Хек Урс дружелюбно кивнул, но промолчал, потому что набивал рот едой. На камбузе было почти пусто: Хек, Пташка и Густ Хабб не любили, когда кругом толпится много народу. Густ пока еще не появился, так что они сидели вдвоем, не считая еще одного пассажира, пристроившегося на скамье неподалеку. Он уставился в миску с таким видом, как будто пытался прочесть в густой массе свое будущее. Впрочем, Хек сильно сомневался, что Манси Неудачник стал бы заниматься чем-то подобным.
Впрочем, не важно. Они уже провели несколько месяцев на этом клятом угнанном корабле, и, хотя поначалу дела шли не лучшим образом, потом все как-то наладилось, – вернее, так было вплоть до их прибытия в гавань Скорбного Минора. Однако теперь до Хека начало доходить, что неприятности начинаются заново, причем Манси Неудачник был наименьшим поводом для тревог. Проклятый корабль наверняка одержим злыми духами: другого объяснения просто не существовало. Одержим, подобно катакомбам города Побора: голоса, призраки, скрипы, трески, шорохи. Нет, это были не крысы – никто не мог припомнить, чтобы после Минора ему встретилась хоть одна крыса. А ведь нет ничего хуже, чем когда эти твари бегут с корабля, – во всяком случае, так считал Хек.

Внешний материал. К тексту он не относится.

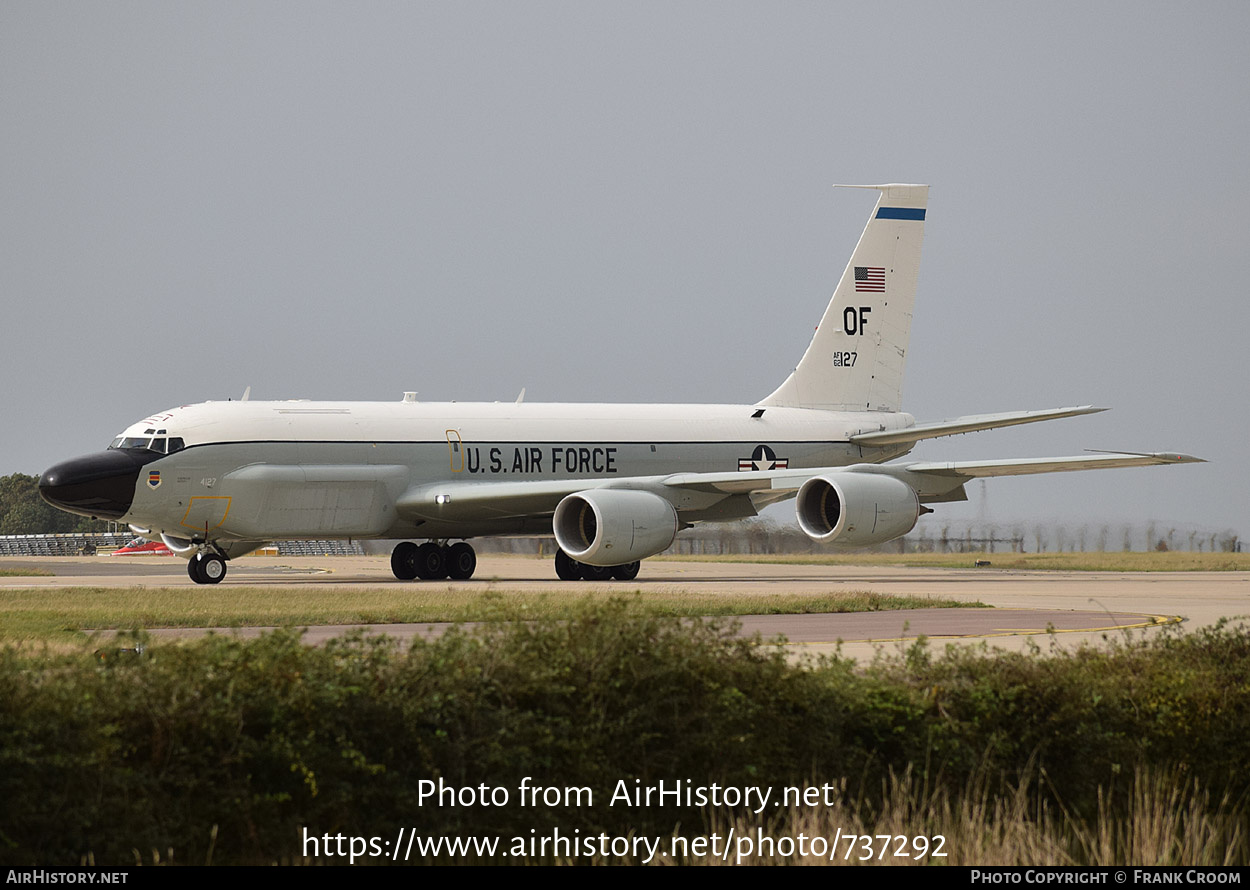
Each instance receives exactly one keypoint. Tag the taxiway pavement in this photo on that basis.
(1030, 608)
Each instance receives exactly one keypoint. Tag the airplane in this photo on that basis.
(614, 484)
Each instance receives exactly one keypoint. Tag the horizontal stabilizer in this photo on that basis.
(969, 424)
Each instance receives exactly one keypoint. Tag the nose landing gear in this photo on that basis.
(206, 568)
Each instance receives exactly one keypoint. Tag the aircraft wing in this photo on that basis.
(933, 481)
(1026, 466)
(969, 424)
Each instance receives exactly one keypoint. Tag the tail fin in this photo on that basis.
(855, 360)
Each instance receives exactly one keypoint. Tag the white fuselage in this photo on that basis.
(263, 470)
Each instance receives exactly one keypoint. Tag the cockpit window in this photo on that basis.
(158, 444)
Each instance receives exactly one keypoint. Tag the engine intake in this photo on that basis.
(859, 509)
(611, 526)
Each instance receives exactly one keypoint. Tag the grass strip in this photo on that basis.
(65, 613)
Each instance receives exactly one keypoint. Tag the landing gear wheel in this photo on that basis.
(596, 573)
(566, 568)
(461, 561)
(206, 568)
(430, 563)
(628, 571)
(404, 560)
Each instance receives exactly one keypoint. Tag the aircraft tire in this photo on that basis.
(404, 561)
(213, 568)
(628, 571)
(431, 563)
(566, 568)
(461, 561)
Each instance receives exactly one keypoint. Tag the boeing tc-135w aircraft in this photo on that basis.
(614, 483)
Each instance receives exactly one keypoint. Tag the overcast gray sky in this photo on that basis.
(630, 203)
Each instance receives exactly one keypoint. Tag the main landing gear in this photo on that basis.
(571, 570)
(431, 561)
(206, 566)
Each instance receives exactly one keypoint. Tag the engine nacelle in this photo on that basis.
(613, 526)
(859, 509)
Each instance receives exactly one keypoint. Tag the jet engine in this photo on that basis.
(859, 509)
(613, 526)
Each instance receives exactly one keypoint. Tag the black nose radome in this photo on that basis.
(100, 485)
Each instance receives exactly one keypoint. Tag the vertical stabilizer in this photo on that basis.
(856, 358)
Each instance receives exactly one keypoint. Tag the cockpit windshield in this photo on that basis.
(151, 440)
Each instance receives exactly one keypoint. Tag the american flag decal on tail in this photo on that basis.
(870, 279)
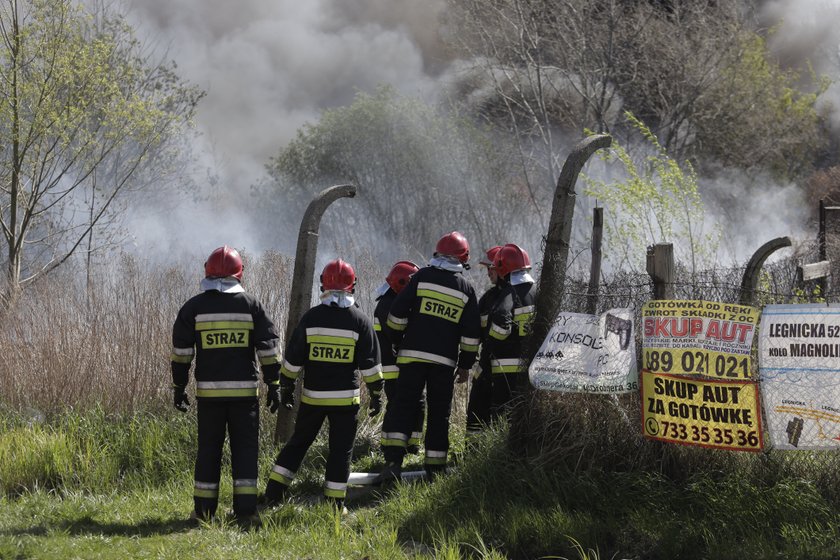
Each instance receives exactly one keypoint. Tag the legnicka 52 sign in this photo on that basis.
(684, 337)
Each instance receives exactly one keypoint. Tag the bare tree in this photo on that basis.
(695, 71)
(82, 113)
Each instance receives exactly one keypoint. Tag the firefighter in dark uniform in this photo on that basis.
(396, 280)
(436, 326)
(481, 391)
(227, 332)
(332, 341)
(510, 323)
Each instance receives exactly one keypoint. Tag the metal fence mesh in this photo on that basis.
(598, 429)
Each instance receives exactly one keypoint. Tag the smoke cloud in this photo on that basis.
(805, 32)
(269, 67)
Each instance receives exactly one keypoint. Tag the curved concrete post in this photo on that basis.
(553, 276)
(300, 297)
(749, 283)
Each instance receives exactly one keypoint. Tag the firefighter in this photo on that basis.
(478, 405)
(396, 280)
(435, 324)
(510, 323)
(227, 331)
(332, 341)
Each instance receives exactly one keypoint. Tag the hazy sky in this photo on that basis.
(270, 66)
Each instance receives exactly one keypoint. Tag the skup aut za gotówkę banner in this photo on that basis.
(714, 413)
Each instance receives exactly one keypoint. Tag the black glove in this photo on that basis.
(375, 405)
(287, 396)
(272, 398)
(181, 401)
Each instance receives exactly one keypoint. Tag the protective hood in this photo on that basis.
(227, 285)
(338, 298)
(521, 277)
(445, 262)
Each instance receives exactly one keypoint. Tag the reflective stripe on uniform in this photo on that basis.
(396, 323)
(394, 439)
(244, 485)
(330, 398)
(522, 316)
(182, 355)
(281, 475)
(506, 365)
(226, 388)
(498, 332)
(290, 370)
(435, 457)
(390, 372)
(268, 357)
(442, 293)
(206, 489)
(209, 321)
(469, 344)
(373, 374)
(410, 356)
(335, 489)
(318, 332)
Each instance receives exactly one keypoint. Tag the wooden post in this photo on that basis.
(553, 275)
(300, 298)
(823, 281)
(660, 267)
(749, 283)
(595, 265)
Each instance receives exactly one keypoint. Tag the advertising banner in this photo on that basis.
(716, 414)
(799, 368)
(588, 354)
(685, 337)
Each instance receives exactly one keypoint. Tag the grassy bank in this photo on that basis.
(92, 485)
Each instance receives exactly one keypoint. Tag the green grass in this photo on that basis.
(88, 485)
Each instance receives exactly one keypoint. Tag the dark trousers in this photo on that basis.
(478, 405)
(391, 395)
(438, 381)
(343, 421)
(240, 420)
(507, 388)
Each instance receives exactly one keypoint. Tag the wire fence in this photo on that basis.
(599, 430)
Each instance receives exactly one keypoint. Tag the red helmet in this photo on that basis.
(490, 256)
(511, 258)
(223, 262)
(338, 275)
(454, 244)
(399, 275)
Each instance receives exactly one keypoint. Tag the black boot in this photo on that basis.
(390, 474)
(275, 495)
(433, 471)
(338, 505)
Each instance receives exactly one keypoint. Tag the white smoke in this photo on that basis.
(269, 67)
(805, 32)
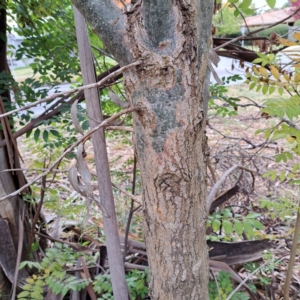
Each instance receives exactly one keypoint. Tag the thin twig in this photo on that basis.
(255, 31)
(215, 188)
(247, 278)
(131, 209)
(83, 138)
(72, 91)
(293, 254)
(132, 197)
(20, 248)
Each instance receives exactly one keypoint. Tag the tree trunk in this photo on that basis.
(9, 182)
(172, 39)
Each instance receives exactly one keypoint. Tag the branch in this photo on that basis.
(215, 188)
(255, 31)
(108, 22)
(55, 109)
(83, 138)
(72, 91)
(131, 196)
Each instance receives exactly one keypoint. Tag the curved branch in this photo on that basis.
(108, 22)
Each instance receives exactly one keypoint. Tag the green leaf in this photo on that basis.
(271, 3)
(36, 135)
(256, 224)
(252, 86)
(45, 136)
(271, 90)
(227, 225)
(23, 294)
(253, 215)
(55, 133)
(238, 227)
(265, 89)
(248, 227)
(245, 4)
(216, 225)
(236, 13)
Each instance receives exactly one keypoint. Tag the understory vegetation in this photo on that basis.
(253, 131)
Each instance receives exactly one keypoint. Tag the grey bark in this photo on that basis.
(172, 38)
(115, 257)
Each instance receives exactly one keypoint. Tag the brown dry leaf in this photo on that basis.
(296, 36)
(297, 77)
(120, 4)
(275, 72)
(286, 42)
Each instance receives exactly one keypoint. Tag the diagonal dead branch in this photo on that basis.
(81, 88)
(218, 184)
(255, 31)
(86, 136)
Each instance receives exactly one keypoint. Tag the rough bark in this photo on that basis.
(172, 38)
(92, 97)
(9, 182)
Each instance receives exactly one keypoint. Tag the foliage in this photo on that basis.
(52, 272)
(223, 288)
(229, 226)
(280, 30)
(223, 22)
(228, 105)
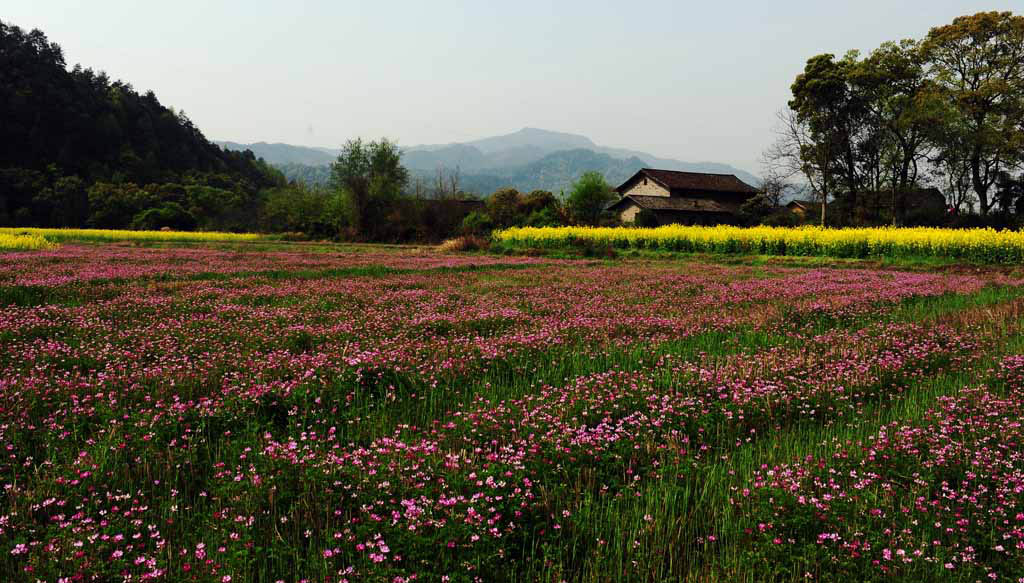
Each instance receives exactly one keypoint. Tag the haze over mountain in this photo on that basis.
(527, 159)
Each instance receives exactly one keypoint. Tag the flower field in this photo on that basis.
(977, 245)
(209, 414)
(108, 235)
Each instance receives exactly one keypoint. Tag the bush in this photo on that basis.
(170, 215)
(477, 223)
(464, 243)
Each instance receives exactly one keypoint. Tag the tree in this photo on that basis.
(756, 209)
(978, 64)
(503, 207)
(372, 176)
(589, 198)
(837, 117)
(795, 153)
(902, 107)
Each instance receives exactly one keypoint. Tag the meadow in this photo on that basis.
(231, 413)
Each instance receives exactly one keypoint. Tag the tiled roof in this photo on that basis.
(677, 180)
(678, 204)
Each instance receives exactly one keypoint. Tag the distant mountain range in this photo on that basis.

Да, поначалу были проблемы, но теперь Сатер и они трое ничем не отличались от прочих моряков. Хотя моряком никто из них не был. Сатер и в самом деле была капитаном, но не корабля, а дворцовой стражи Побора – по крайней мере, до Ночи Певунов. Точно так же не были моряками Хек, Пташка и Густ, в ту судьбоносную ночь стоявшие на посту у юго-восточных ворот города. Пятого в их разношерстной компании, Абли Друтера, они подобрали на пристани Побора, но лишь потому, что он разбирался в мореплавании и у него имелась лодка, которая была им нужна, чтобы убраться подальше от Стратема. И еще он достаточно ловко владел абордажной саблей, так что угнать «Солнечный локон» оказалось на удивление просто.
Абли Друтер. Едва лишь вспомнив об этом человеке, Хек скривился и хмуро уставился в пустую миску.
– Сплошная обуза, – пробормотал он.
– Капитан то же самое говорит, – кивнула Пташка Пеструшка. – Потому мы тут и оказались, Хек. Медленно, но верно погружаемся в бездну. Интересно, – добавила она, – а те дхэнраби голодные?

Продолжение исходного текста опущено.